In contrast, Graur (1985)
, through an analysis of 60 mammalian protein-coding genes, found a highly significant correlation between the substitution rate and the amino acid frequencies in the protein. He thus proposed that composition is the main factor determining the rate of evolution of proteins, whereas functional constraints have only a minor effect. He showed that, in fact, the substitution rate of a protein can be predicted directly from its composition and the relative changeabilities of the amino acids. That is, slowly evolving proteins contain higher frequencies of stable residues and/or lower frequencies of highly changeable residues than do fast evolving peptides. However, this relation may hold only if the changeability of a particular amino acid is similar among proteins. If it is not, then the frequency of a given amino acid tells us little about the substitution rate. The demonstration by Jones, Taylor, and Thornton (1994)

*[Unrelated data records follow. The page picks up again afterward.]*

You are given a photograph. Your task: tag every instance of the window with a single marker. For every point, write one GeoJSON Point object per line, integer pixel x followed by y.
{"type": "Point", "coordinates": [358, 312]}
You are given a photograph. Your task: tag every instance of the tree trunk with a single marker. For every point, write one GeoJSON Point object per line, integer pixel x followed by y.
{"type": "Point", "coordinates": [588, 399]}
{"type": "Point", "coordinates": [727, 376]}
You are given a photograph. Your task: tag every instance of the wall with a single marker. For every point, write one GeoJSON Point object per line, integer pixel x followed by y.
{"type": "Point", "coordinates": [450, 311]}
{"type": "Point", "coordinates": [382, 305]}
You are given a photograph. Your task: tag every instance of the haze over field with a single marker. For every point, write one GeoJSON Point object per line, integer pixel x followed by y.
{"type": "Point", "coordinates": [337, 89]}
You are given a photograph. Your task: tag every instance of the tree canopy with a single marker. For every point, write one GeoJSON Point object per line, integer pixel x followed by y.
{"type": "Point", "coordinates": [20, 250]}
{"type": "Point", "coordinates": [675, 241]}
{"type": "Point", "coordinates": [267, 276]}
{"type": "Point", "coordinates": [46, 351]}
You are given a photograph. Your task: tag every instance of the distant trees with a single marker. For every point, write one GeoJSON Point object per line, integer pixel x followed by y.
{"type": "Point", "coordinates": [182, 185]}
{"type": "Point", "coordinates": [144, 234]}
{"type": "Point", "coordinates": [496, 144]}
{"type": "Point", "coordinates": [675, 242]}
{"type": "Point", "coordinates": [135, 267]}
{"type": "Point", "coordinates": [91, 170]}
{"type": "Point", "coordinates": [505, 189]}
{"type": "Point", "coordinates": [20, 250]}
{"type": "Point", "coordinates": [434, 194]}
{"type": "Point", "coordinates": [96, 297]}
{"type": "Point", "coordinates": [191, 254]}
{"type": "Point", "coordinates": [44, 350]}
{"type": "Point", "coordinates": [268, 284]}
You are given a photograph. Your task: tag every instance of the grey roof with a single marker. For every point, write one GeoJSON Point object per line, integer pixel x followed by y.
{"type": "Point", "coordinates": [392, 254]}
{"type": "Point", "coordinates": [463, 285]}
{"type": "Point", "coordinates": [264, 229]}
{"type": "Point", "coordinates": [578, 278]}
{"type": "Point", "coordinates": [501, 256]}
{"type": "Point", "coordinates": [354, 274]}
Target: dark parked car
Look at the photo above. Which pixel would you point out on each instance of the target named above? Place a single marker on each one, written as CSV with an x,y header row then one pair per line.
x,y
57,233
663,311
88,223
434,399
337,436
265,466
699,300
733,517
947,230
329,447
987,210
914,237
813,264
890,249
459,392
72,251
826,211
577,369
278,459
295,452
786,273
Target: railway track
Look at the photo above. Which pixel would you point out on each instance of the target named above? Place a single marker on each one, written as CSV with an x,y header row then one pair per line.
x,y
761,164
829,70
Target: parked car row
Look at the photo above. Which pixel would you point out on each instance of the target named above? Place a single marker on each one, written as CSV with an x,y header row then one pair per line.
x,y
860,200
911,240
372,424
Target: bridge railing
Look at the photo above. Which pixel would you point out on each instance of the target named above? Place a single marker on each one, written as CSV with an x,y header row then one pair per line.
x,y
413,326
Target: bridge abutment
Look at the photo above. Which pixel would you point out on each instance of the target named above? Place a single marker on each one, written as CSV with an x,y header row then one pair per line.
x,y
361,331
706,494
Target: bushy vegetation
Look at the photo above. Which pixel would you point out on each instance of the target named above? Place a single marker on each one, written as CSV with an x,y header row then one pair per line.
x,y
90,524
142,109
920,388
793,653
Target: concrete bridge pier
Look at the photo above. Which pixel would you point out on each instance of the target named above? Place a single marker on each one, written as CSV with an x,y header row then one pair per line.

that the changeabilities of amino acids in transmembrane segments of membrane-associated proteins are different from those in globular proteins casts some doubt about the use of composition to infer evolutionary rates.
Using a large amount of sequence data, we reanalyzed the relationships among substitution rate, amino acid composition, amino acid changeability, and functional constraints in mammalian proteins. In particular, we compared the evolutionary patterns of transmembranal and nontransmembranal segments, for which the structural and functional requirements are very different. The conclusion is that the rate of protein evolution is only weakly affected by amino acid composition but is mostly determined by the strength of functional requirements or selective constraints.
Materials and Methods
Computation of Relative Changeabilities of Amino Acids
To compute amino acid changeabilities, a data set consisting of proteins of several mammalian groups was constructed. Nuclear protein-coding genes for which there were orthologous sequences available for at least six species belonging to at least three of the following seven mammalian orders were retrieved from HOVERGEN data bank release 34 (February 1999) (see Duret, Mouchiroud, and Gouy [1994
] for a description of the database): primates, rodents, lagomorphs, artiodactyls, carnivores, perissodactyls, and cetaceans. Orthology of sequences was assessed by examination of the phylogenetic tree of each protein provided in HOVERGEN. When multiple sequences were present for a given species, the sequence located on the shorter branch was retained. To minimize the possibility of multiple substitutions at the same site, which may bias the calculation of amino acid changeabilities (see below), only proteins for which the observed amino acid divergence between any pair of sequences was lower than 20% were selected. In addition, only proteins longer than 80 residues were kept in order to limit the effect of sampling errors. The final data set consisted of 101 proteins (757 sequences). For each protein, the selected sequences were aligned by CLUSTAL W (Thompson, Higgins, and Gibson 1994
); the alignment was then adjusted manually, and ambiguous regions and gaps were removed from analysis.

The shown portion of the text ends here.